Hier finden sich Hinweise auf bestehende oder geplante Initiativen und Projekte,

die in Richtung unverdient unterwegs sind.
z.B. Tauschringe, bedingungsloses Grundeinkommen




  • "Abschaffung des Geldes" ein Text von Eske Bockelmann, der jüngst in Streifzüge erschien ist hier nachzulesen.

und wer ist eske bockelmann überhaupt? jahrgang 1957, hat klassische philosophie und germanistik studiert und lehrt derzeit an der technischen universität chemnitz; lese ich (u.a.) im klappentext seines 2004 erschienenen 500seitendicken buches "im takt des geldes". zum buch sind etliche rezensionen im www zu finden. freundliche (siehe z.b.) und weniger freundliche (siehe z.b.). ich selbst bin bei der lektüre im zweiten anlauf auf seite 183 gescheitert...vielleicht versuch ich es demnächst nochmal.

moca


Geld abschaffen?

Ich habe früher selber oft ein Gedankenexperiment vorgeschlagen:

Man stelle sich vor, was passieren würde, wenn der gesamte Geldwert auf einen Schlag verschwinden würde.

Meine Antwort war immer: gar nichts, solange niemand es bemerkt. Ob der Wert irgendeine Realität hat oder rein simuliert wird, spielt für sein Funktionieren überhaupt keine Rolle, solange die Menschen dran glauben und die Wertlogik unbeirrt bedienen. Diese Position könnte so klingen wie die nominalistische Theorie des Geldes. Diese behauptet, dass Geld nichts anderes sei, als eine virtuelle Verdoppelung oder Widerspiegelung der realen Warenwelt, und legt damit das Missverständnis nahe, dass Geld eigentlich nur Einbildung, eine alberne Konvention sei, die man leicht abschaffen könne.

Aber das stimmt nicht!

Auch wenn das Geld selber verschwinden würde, verschwände damit ja nicht das Koordinatensystem "Wert", auf das alles bezogen wird - im Gegenteil, je unanschaulicher die Form des Geldes, umso wichtiger die absolute Unerschütterlichkeit des zu Grunde liegenden Bezugssystems. (Heute ist es bereits so betonmäßig in uns selber verankert, dass wir tatsächlich kaum noch Geld benötigen, um die Logik zu bedienen.) Und diese Existenz eines allgemeinen und 100%- verläßlichen Bezugssystems ist absolut notwendige Begleiterscheinung oder Voraussetzung, wenn eine Gesellschaft ihr Wirtschaftssystem so strukturiert wie bei uns mit der Marktwirtschaft.
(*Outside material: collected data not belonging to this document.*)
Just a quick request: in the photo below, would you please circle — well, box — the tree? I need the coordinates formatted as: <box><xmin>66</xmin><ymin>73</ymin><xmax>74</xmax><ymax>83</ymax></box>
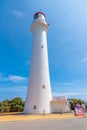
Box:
<box><xmin>68</xmin><ymin>98</ymin><xmax>85</xmax><ymax>110</ymax></box>
<box><xmin>0</xmin><ymin>97</ymin><xmax>25</xmax><ymax>113</ymax></box>
<box><xmin>10</xmin><ymin>97</ymin><xmax>24</xmax><ymax>112</ymax></box>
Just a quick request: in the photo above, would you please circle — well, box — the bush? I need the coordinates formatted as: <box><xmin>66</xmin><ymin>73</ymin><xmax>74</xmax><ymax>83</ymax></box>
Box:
<box><xmin>0</xmin><ymin>97</ymin><xmax>25</xmax><ymax>113</ymax></box>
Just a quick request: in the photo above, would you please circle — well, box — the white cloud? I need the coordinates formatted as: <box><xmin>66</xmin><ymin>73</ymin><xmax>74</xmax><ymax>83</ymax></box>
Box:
<box><xmin>81</xmin><ymin>57</ymin><xmax>87</xmax><ymax>62</ymax></box>
<box><xmin>8</xmin><ymin>75</ymin><xmax>27</xmax><ymax>82</ymax></box>
<box><xmin>0</xmin><ymin>74</ymin><xmax>27</xmax><ymax>83</ymax></box>
<box><xmin>59</xmin><ymin>83</ymin><xmax>74</xmax><ymax>86</ymax></box>
<box><xmin>9</xmin><ymin>10</ymin><xmax>26</xmax><ymax>18</ymax></box>
<box><xmin>52</xmin><ymin>82</ymin><xmax>74</xmax><ymax>87</ymax></box>
<box><xmin>0</xmin><ymin>86</ymin><xmax>27</xmax><ymax>92</ymax></box>
<box><xmin>53</xmin><ymin>92</ymin><xmax>87</xmax><ymax>97</ymax></box>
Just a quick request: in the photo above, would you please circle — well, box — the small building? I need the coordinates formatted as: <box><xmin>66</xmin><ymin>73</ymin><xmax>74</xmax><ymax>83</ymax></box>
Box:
<box><xmin>50</xmin><ymin>96</ymin><xmax>70</xmax><ymax>113</ymax></box>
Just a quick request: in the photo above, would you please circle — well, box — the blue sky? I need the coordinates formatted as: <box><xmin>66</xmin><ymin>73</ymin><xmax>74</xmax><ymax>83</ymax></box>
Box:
<box><xmin>0</xmin><ymin>0</ymin><xmax>87</xmax><ymax>101</ymax></box>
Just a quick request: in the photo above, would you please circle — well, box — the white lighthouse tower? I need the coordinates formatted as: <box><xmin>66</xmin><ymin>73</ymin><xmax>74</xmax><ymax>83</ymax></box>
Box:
<box><xmin>24</xmin><ymin>12</ymin><xmax>52</xmax><ymax>114</ymax></box>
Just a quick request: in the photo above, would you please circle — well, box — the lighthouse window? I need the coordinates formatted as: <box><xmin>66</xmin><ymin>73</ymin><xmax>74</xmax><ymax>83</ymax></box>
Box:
<box><xmin>41</xmin><ymin>45</ymin><xmax>44</xmax><ymax>48</ymax></box>
<box><xmin>42</xmin><ymin>85</ymin><xmax>45</xmax><ymax>89</ymax></box>
<box><xmin>33</xmin><ymin>105</ymin><xmax>37</xmax><ymax>109</ymax></box>
<box><xmin>34</xmin><ymin>14</ymin><xmax>39</xmax><ymax>19</ymax></box>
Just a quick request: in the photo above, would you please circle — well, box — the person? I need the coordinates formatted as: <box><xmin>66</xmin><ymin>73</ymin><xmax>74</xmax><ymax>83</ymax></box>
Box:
<box><xmin>74</xmin><ymin>104</ymin><xmax>77</xmax><ymax>116</ymax></box>
<box><xmin>81</xmin><ymin>103</ymin><xmax>86</xmax><ymax>117</ymax></box>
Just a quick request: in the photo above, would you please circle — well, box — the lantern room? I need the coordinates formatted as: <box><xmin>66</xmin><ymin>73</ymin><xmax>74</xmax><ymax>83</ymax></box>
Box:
<box><xmin>34</xmin><ymin>12</ymin><xmax>46</xmax><ymax>20</ymax></box>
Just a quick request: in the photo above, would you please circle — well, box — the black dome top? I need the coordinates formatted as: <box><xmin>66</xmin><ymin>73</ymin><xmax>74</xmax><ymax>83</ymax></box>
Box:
<box><xmin>34</xmin><ymin>12</ymin><xmax>46</xmax><ymax>19</ymax></box>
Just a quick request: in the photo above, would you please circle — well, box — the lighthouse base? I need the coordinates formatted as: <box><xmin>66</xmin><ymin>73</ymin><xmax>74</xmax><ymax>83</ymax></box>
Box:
<box><xmin>24</xmin><ymin>102</ymin><xmax>51</xmax><ymax>114</ymax></box>
<box><xmin>24</xmin><ymin>96</ymin><xmax>70</xmax><ymax>114</ymax></box>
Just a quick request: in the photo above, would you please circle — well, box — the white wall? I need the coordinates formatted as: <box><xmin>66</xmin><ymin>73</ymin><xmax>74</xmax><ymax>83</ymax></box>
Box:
<box><xmin>24</xmin><ymin>14</ymin><xmax>52</xmax><ymax>114</ymax></box>
<box><xmin>50</xmin><ymin>102</ymin><xmax>70</xmax><ymax>113</ymax></box>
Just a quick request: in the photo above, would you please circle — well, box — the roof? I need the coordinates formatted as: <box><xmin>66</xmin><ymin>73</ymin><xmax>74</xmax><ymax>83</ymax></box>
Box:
<box><xmin>50</xmin><ymin>96</ymin><xmax>67</xmax><ymax>103</ymax></box>
<box><xmin>34</xmin><ymin>12</ymin><xmax>46</xmax><ymax>18</ymax></box>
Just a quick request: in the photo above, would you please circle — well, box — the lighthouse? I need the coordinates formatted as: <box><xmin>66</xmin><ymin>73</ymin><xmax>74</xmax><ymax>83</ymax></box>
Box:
<box><xmin>24</xmin><ymin>12</ymin><xmax>52</xmax><ymax>114</ymax></box>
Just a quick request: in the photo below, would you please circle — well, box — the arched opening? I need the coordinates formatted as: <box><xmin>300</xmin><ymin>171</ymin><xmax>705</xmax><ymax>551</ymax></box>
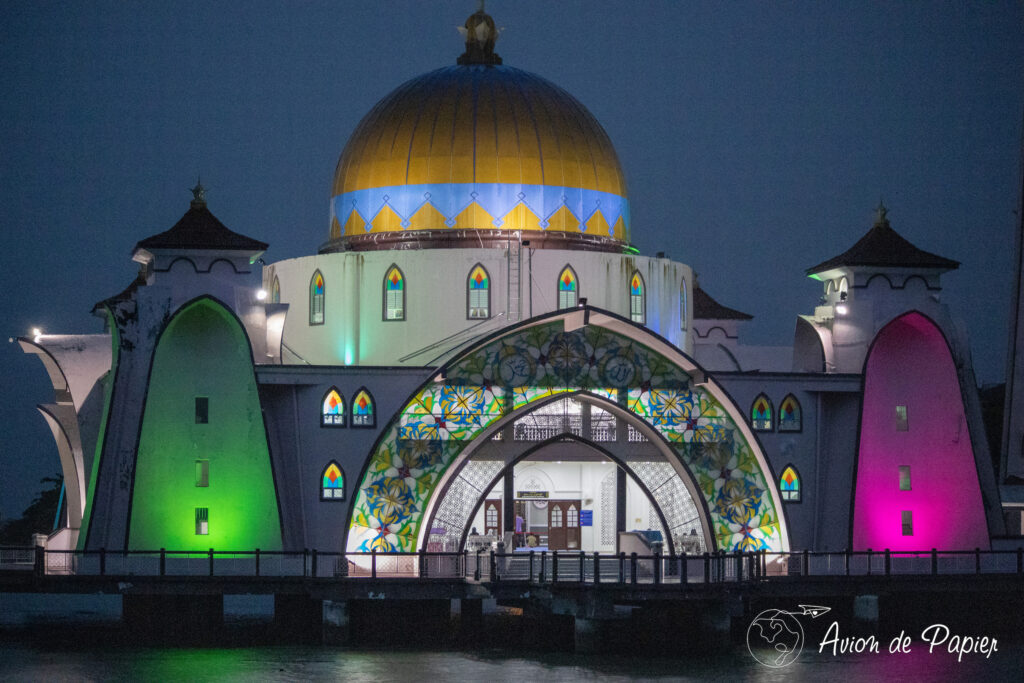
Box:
<box><xmin>345</xmin><ymin>313</ymin><xmax>788</xmax><ymax>556</ymax></box>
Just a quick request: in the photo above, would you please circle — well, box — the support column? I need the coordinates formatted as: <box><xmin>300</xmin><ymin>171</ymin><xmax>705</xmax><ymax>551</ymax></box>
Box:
<box><xmin>503</xmin><ymin>471</ymin><xmax>515</xmax><ymax>542</ymax></box>
<box><xmin>616</xmin><ymin>465</ymin><xmax>627</xmax><ymax>541</ymax></box>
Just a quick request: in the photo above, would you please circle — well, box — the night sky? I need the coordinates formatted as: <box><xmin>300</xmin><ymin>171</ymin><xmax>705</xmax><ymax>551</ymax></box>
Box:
<box><xmin>1</xmin><ymin>1</ymin><xmax>1021</xmax><ymax>521</ymax></box>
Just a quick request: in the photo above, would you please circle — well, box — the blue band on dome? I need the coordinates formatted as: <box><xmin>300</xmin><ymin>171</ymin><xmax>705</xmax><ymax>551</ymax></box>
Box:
<box><xmin>332</xmin><ymin>183</ymin><xmax>630</xmax><ymax>237</ymax></box>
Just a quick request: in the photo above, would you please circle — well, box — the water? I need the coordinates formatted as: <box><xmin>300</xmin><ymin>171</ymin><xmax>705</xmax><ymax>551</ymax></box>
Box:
<box><xmin>0</xmin><ymin>643</ymin><xmax>1022</xmax><ymax>682</ymax></box>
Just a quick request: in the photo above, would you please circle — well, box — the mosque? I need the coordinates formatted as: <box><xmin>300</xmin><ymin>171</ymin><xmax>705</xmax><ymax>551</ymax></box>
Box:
<box><xmin>18</xmin><ymin>9</ymin><xmax>1024</xmax><ymax>561</ymax></box>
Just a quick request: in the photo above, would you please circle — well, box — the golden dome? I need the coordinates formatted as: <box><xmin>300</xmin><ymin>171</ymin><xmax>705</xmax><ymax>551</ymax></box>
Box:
<box><xmin>327</xmin><ymin>58</ymin><xmax>630</xmax><ymax>252</ymax></box>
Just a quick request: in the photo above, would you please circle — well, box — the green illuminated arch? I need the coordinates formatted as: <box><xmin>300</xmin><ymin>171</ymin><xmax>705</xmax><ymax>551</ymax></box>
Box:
<box><xmin>128</xmin><ymin>297</ymin><xmax>282</xmax><ymax>551</ymax></box>
<box><xmin>346</xmin><ymin>312</ymin><xmax>788</xmax><ymax>554</ymax></box>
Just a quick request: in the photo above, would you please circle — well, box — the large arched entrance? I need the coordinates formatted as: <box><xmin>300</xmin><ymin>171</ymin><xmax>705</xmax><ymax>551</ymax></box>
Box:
<box><xmin>345</xmin><ymin>309</ymin><xmax>789</xmax><ymax>555</ymax></box>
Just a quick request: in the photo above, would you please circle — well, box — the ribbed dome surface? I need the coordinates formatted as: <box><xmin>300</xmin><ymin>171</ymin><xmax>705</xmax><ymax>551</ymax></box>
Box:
<box><xmin>327</xmin><ymin>64</ymin><xmax>630</xmax><ymax>251</ymax></box>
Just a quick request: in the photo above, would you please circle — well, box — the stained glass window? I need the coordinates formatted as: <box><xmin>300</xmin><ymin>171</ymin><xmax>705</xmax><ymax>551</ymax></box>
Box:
<box><xmin>780</xmin><ymin>465</ymin><xmax>800</xmax><ymax>502</ymax></box>
<box><xmin>384</xmin><ymin>266</ymin><xmax>405</xmax><ymax>320</ymax></box>
<box><xmin>467</xmin><ymin>264</ymin><xmax>490</xmax><ymax>319</ymax></box>
<box><xmin>680</xmin><ymin>279</ymin><xmax>688</xmax><ymax>332</ymax></box>
<box><xmin>630</xmin><ymin>271</ymin><xmax>645</xmax><ymax>324</ymax></box>
<box><xmin>321</xmin><ymin>388</ymin><xmax>345</xmax><ymax>427</ymax></box>
<box><xmin>352</xmin><ymin>388</ymin><xmax>375</xmax><ymax>428</ymax></box>
<box><xmin>271</xmin><ymin>276</ymin><xmax>280</xmax><ymax>304</ymax></box>
<box><xmin>321</xmin><ymin>462</ymin><xmax>345</xmax><ymax>501</ymax></box>
<box><xmin>310</xmin><ymin>270</ymin><xmax>325</xmax><ymax>325</ymax></box>
<box><xmin>558</xmin><ymin>266</ymin><xmax>578</xmax><ymax>309</ymax></box>
<box><xmin>778</xmin><ymin>394</ymin><xmax>801</xmax><ymax>432</ymax></box>
<box><xmin>751</xmin><ymin>394</ymin><xmax>773</xmax><ymax>431</ymax></box>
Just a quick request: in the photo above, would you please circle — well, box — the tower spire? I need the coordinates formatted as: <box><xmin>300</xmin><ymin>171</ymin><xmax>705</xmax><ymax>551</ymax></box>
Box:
<box><xmin>457</xmin><ymin>5</ymin><xmax>502</xmax><ymax>65</ymax></box>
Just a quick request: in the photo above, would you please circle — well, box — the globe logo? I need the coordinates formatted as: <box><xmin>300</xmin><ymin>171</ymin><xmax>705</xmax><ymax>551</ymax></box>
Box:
<box><xmin>746</xmin><ymin>605</ymin><xmax>830</xmax><ymax>668</ymax></box>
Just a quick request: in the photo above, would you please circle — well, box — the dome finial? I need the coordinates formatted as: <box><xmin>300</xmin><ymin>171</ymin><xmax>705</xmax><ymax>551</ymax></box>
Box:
<box><xmin>190</xmin><ymin>177</ymin><xmax>207</xmax><ymax>208</ymax></box>
<box><xmin>457</xmin><ymin>4</ymin><xmax>502</xmax><ymax>65</ymax></box>
<box><xmin>874</xmin><ymin>199</ymin><xmax>889</xmax><ymax>228</ymax></box>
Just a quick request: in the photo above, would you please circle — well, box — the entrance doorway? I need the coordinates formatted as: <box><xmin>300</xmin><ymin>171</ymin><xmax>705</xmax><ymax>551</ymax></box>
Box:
<box><xmin>548</xmin><ymin>500</ymin><xmax>582</xmax><ymax>550</ymax></box>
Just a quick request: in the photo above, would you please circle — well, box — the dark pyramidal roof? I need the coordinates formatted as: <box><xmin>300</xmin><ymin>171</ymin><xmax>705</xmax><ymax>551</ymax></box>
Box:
<box><xmin>693</xmin><ymin>284</ymin><xmax>753</xmax><ymax>320</ymax></box>
<box><xmin>807</xmin><ymin>205</ymin><xmax>958</xmax><ymax>275</ymax></box>
<box><xmin>135</xmin><ymin>185</ymin><xmax>267</xmax><ymax>252</ymax></box>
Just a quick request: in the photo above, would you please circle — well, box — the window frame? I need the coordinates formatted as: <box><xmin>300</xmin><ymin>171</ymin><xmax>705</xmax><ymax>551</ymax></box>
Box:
<box><xmin>779</xmin><ymin>464</ymin><xmax>801</xmax><ymax>503</ymax></box>
<box><xmin>383</xmin><ymin>265</ymin><xmax>406</xmax><ymax>321</ymax></box>
<box><xmin>195</xmin><ymin>460</ymin><xmax>209</xmax><ymax>487</ymax></box>
<box><xmin>321</xmin><ymin>387</ymin><xmax>346</xmax><ymax>428</ymax></box>
<box><xmin>557</xmin><ymin>265</ymin><xmax>579</xmax><ymax>310</ymax></box>
<box><xmin>271</xmin><ymin>276</ymin><xmax>281</xmax><ymax>304</ymax></box>
<box><xmin>320</xmin><ymin>461</ymin><xmax>346</xmax><ymax>501</ymax></box>
<box><xmin>899</xmin><ymin>465</ymin><xmax>912</xmax><ymax>491</ymax></box>
<box><xmin>895</xmin><ymin>405</ymin><xmax>909</xmax><ymax>431</ymax></box>
<box><xmin>195</xmin><ymin>396</ymin><xmax>209</xmax><ymax>424</ymax></box>
<box><xmin>466</xmin><ymin>263</ymin><xmax>491</xmax><ymax>320</ymax></box>
<box><xmin>778</xmin><ymin>394</ymin><xmax>802</xmax><ymax>433</ymax></box>
<box><xmin>680</xmin><ymin>279</ymin><xmax>688</xmax><ymax>332</ymax></box>
<box><xmin>309</xmin><ymin>270</ymin><xmax>325</xmax><ymax>326</ymax></box>
<box><xmin>901</xmin><ymin>509</ymin><xmax>913</xmax><ymax>536</ymax></box>
<box><xmin>750</xmin><ymin>393</ymin><xmax>774</xmax><ymax>431</ymax></box>
<box><xmin>629</xmin><ymin>270</ymin><xmax>646</xmax><ymax>324</ymax></box>
<box><xmin>351</xmin><ymin>386</ymin><xmax>377</xmax><ymax>428</ymax></box>
<box><xmin>195</xmin><ymin>507</ymin><xmax>209</xmax><ymax>535</ymax></box>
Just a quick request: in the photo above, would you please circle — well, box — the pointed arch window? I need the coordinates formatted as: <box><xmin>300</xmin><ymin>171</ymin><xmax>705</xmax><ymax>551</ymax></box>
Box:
<box><xmin>384</xmin><ymin>266</ymin><xmax>405</xmax><ymax>321</ymax></box>
<box><xmin>321</xmin><ymin>461</ymin><xmax>345</xmax><ymax>501</ymax></box>
<box><xmin>271</xmin><ymin>276</ymin><xmax>281</xmax><ymax>304</ymax></box>
<box><xmin>352</xmin><ymin>388</ymin><xmax>376</xmax><ymax>428</ymax></box>
<box><xmin>780</xmin><ymin>465</ymin><xmax>801</xmax><ymax>502</ymax></box>
<box><xmin>778</xmin><ymin>394</ymin><xmax>802</xmax><ymax>432</ymax></box>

Der ökonomische Ausgangspunkt in diesem System sind ja die einzelnen isolierten Wirtschaftssubjekte, die auf eigene Rechnung und mit " Bordmitteln" arbeiten. Sie benötigen idealerweise nur die vollständige Information über die Marktpreise, um sämtliche ökonomische Entscheidungen angemessen fällen zu können und die entsprechenden Tausch- Aktionen für ihr proprietäres Geschäft („Kauf“/“Verkauf“).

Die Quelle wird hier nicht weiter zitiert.